Nitika has picked a big issue- of a ‘plastic-free generation’. Her project aims to see a generation that will not use plastic in any form. We need to see how we can break such a big issue down into small steps and take it forward. In this we will have to work with both the system and the people because no one side will have all the solutions. We will also have to determing how easy the solution are for people to take if, if we can make the facilities needed available easily, what the people’s feedback is. If in my society, I get to know that everyone has stopped segregating waste, then the first thing I would do is get feedback from everyone as to why they stopped, what got in the way. I am the change maker, I can’t leave this responsibility on someone else. 

Changemakers will have to keep going at it. This is why it will be important to proceed to the next step of questioning the ‘why’ and ‘how’. The whole system’s ‘chain’, from the start to the end needs to be understood, so we can change it’s direction to something better, like we can with the water wheel. There’s a really good film on this ‘Story of Stuff’ where they show the whole system. We are just cogs in the big system working within our own areas of influence. When we come together, it will help us see the whole system better, and understand how we can intervene from our different areas. Transformative change is possible when people working in varoious parts of that same initiative come together and make the chain. It will not be possible for just one person to do it.   

It’s really good to have this broken down, especially at a time when it seems like everything is going wrong, so how do you even begin to talk about this with your own family, forget your community. All the projects the Climate Change Fellows did, they were so brave to be able to approach the community, break these issues down and talk to them, and make it relevant for people. One last question is, was there something you wanted to do during the Initiative but couldn’t do because of any circumstance or challenge?   

Nitika: I wanted to solve the problem of vegetable vendors in my area using plastic bags, that I couldn’t fully do. But I am working on it and will make sure it happens.

Sayantoni: To be a changemaker there is a lot of time you need to give to the process.
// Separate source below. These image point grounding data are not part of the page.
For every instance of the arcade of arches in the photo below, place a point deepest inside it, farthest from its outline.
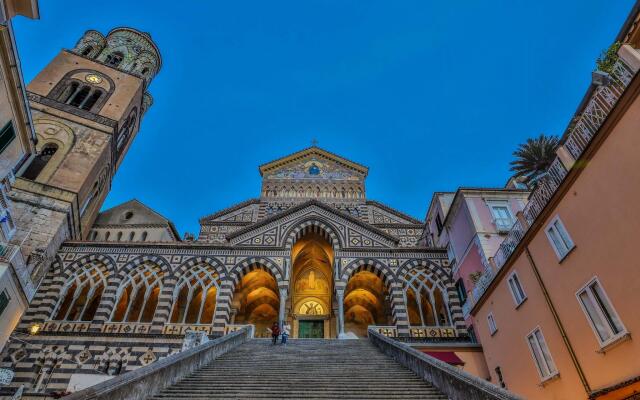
(256, 301)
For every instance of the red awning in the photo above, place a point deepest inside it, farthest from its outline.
(447, 356)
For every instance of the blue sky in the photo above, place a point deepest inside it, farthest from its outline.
(430, 95)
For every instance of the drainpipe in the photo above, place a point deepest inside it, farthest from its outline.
(556, 317)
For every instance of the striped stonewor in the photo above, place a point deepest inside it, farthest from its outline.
(377, 267)
(223, 308)
(315, 225)
(445, 279)
(116, 284)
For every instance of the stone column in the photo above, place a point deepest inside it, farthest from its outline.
(283, 304)
(340, 298)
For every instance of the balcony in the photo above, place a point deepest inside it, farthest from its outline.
(580, 133)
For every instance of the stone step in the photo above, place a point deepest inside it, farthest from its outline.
(303, 369)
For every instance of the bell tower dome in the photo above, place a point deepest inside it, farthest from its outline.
(87, 105)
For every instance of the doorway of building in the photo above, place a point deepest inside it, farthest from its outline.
(312, 287)
(311, 329)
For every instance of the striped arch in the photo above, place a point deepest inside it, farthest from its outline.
(165, 304)
(398, 309)
(315, 225)
(455, 307)
(58, 281)
(366, 264)
(111, 293)
(252, 263)
(225, 296)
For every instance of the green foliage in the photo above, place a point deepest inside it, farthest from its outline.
(608, 58)
(534, 157)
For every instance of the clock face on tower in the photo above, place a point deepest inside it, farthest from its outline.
(93, 78)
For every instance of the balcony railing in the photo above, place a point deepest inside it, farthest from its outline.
(580, 134)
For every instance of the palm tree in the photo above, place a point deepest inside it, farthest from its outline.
(534, 157)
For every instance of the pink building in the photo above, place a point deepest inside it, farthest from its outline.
(560, 317)
(471, 223)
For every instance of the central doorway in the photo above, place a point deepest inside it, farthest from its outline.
(311, 329)
(311, 288)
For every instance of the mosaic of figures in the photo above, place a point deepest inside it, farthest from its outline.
(351, 225)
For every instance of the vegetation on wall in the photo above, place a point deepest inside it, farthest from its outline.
(608, 58)
(533, 158)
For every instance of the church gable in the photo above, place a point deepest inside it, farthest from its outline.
(313, 164)
(274, 232)
(132, 212)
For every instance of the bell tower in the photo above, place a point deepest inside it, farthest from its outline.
(87, 105)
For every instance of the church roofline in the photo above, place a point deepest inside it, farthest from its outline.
(227, 210)
(282, 160)
(394, 211)
(172, 227)
(311, 202)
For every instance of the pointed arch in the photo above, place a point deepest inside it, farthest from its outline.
(313, 225)
(195, 295)
(82, 292)
(419, 274)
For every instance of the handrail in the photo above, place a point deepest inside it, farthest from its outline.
(454, 383)
(146, 381)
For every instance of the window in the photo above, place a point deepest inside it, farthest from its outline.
(493, 328)
(462, 292)
(91, 100)
(559, 238)
(4, 301)
(501, 216)
(6, 136)
(450, 253)
(79, 97)
(40, 161)
(541, 355)
(516, 288)
(114, 59)
(439, 224)
(602, 317)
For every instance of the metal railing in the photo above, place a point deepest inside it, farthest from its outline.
(581, 132)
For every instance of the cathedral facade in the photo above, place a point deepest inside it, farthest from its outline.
(123, 289)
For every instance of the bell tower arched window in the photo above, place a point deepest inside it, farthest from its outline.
(114, 59)
(40, 161)
(79, 96)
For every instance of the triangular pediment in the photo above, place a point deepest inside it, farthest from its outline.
(132, 212)
(312, 164)
(274, 231)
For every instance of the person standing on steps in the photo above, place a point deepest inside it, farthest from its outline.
(275, 332)
(285, 333)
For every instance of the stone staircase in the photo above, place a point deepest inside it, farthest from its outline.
(302, 369)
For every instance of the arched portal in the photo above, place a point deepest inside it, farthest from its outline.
(256, 301)
(312, 287)
(365, 303)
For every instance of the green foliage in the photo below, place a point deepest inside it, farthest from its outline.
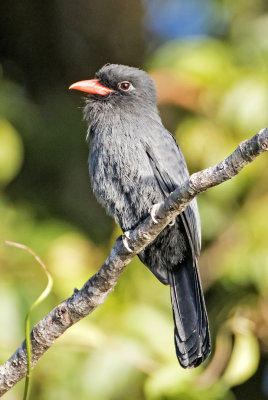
(124, 350)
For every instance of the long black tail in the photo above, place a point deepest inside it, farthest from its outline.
(192, 339)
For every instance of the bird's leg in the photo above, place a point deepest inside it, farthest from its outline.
(172, 222)
(153, 212)
(125, 238)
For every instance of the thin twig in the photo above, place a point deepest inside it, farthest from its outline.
(97, 288)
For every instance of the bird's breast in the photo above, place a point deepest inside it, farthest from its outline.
(121, 175)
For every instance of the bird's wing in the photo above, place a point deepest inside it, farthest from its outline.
(170, 171)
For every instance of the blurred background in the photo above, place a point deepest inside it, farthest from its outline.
(209, 59)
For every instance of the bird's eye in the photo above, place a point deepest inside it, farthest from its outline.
(125, 86)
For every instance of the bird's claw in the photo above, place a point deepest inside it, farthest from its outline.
(153, 211)
(125, 238)
(172, 222)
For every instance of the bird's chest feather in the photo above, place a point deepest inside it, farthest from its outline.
(121, 175)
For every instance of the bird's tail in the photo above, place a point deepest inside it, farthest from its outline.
(192, 339)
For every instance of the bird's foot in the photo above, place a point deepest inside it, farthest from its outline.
(125, 238)
(153, 212)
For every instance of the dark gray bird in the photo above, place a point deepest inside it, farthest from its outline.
(134, 162)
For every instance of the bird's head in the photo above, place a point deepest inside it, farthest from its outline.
(120, 86)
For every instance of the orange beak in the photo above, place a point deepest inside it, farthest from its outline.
(91, 86)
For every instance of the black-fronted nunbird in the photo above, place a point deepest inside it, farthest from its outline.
(134, 163)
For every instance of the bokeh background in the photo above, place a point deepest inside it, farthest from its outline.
(209, 59)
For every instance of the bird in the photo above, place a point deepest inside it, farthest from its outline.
(135, 163)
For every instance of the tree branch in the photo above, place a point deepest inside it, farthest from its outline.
(97, 288)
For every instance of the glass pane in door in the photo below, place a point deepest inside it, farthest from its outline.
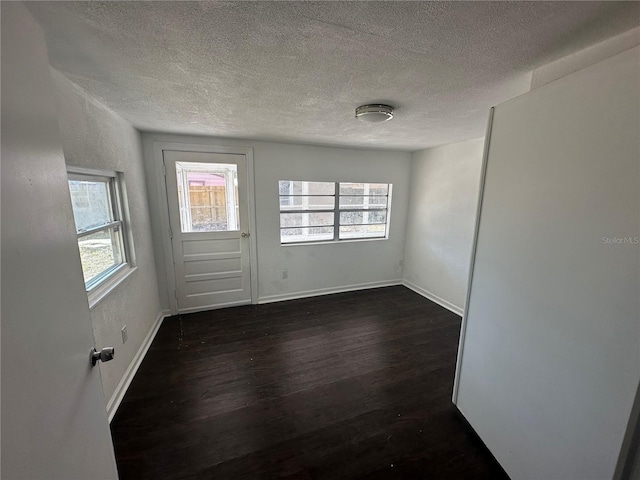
(208, 197)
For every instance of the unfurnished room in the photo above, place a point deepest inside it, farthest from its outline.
(320, 240)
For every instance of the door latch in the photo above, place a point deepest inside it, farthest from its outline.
(104, 355)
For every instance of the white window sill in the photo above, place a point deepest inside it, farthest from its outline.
(333, 242)
(101, 291)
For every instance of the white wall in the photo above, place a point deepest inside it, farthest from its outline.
(584, 58)
(551, 356)
(312, 269)
(442, 208)
(54, 425)
(95, 137)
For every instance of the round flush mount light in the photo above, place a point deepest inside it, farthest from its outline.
(374, 113)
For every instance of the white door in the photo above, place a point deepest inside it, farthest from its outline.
(54, 419)
(209, 218)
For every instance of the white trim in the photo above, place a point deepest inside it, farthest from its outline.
(463, 326)
(327, 291)
(215, 306)
(434, 298)
(158, 165)
(125, 381)
(91, 172)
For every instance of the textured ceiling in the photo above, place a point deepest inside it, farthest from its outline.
(295, 71)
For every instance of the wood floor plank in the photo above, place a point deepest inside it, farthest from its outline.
(346, 386)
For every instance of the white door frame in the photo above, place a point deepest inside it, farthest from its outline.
(158, 149)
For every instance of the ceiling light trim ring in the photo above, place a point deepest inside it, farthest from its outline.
(376, 112)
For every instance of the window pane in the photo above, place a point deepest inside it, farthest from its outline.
(364, 189)
(356, 218)
(305, 219)
(306, 203)
(306, 234)
(91, 203)
(290, 187)
(362, 231)
(358, 202)
(208, 197)
(99, 252)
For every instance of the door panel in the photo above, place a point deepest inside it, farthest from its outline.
(54, 418)
(208, 215)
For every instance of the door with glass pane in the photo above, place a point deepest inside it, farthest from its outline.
(209, 219)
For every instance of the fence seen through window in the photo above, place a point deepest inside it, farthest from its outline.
(327, 211)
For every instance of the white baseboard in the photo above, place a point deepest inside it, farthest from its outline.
(434, 298)
(327, 291)
(121, 389)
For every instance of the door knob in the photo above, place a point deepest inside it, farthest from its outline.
(104, 355)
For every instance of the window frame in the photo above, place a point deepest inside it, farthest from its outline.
(336, 210)
(102, 284)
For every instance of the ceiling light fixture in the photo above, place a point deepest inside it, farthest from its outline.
(374, 113)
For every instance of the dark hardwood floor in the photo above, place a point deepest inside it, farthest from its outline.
(346, 386)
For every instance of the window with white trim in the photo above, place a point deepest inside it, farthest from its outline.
(333, 211)
(105, 248)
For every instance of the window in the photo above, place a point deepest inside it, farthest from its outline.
(331, 211)
(97, 201)
(208, 197)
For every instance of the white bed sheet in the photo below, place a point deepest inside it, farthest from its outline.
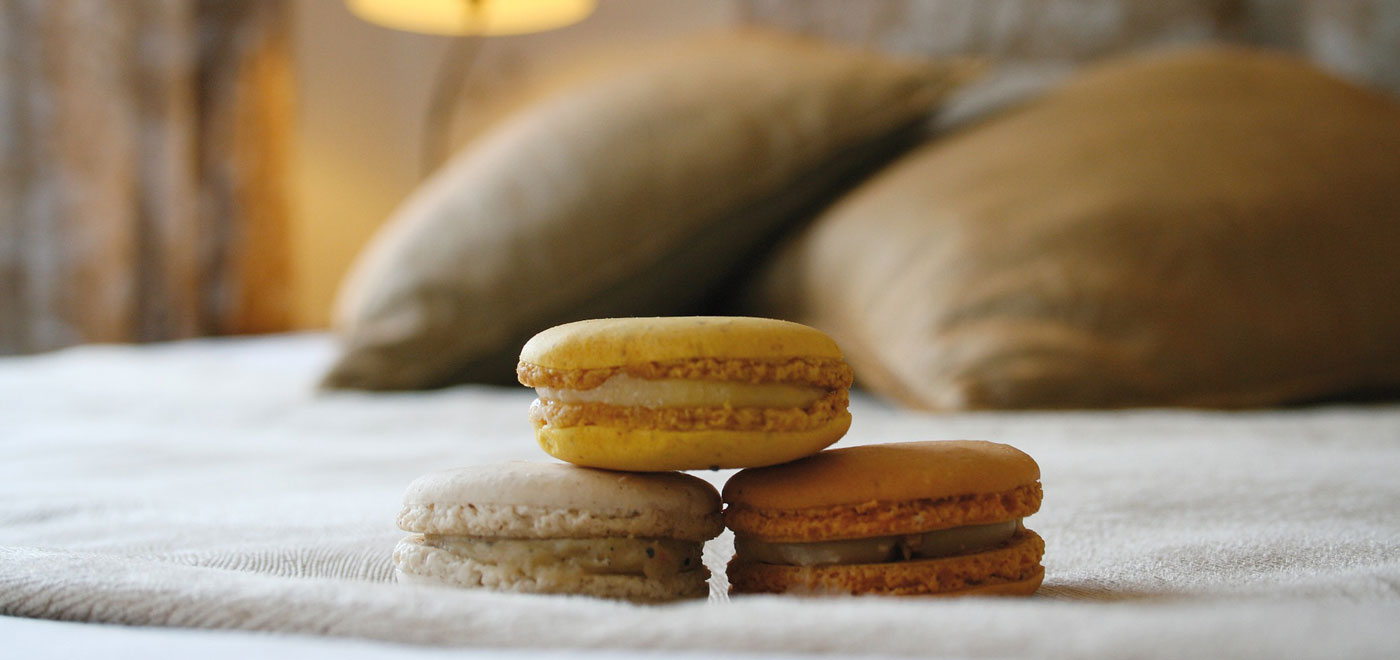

For those of us who opted to do this kind of work from a young age, it meant letting go of a lot of things that we would otherwise have probably done. There are choices we would have to make. I would not call them sacrifices, but clarity. That ‘this is what I want to and don’t want to do’. So once you make those clear choices, it becomes very easy to commit to the change process. I would say that during the Fellowship period, while I had a very good time with every Fellow who came onboard, I do know that they are going through a life journey beyond the Fellowship. They have a lot of opportunities coming their way and are in that phase of choice making. So how much they will begin to take this into their life journey, at this stage, or maybe five years down the line, is something I would want them to decide themselves. It’s not something that happened upfront because of various commitments that young people have to make for their own self-growth and their own journeys.

We had a lot of fun, and I know that these brave women took a lot of risks in their own communities to pick up issues that people usually don’t raise on an everyday basis, as is evident. It was inspiring to see that. We did face time problems, challenges of being able to spend more time implementing the project, and purely because there were other things everyone was occupied with.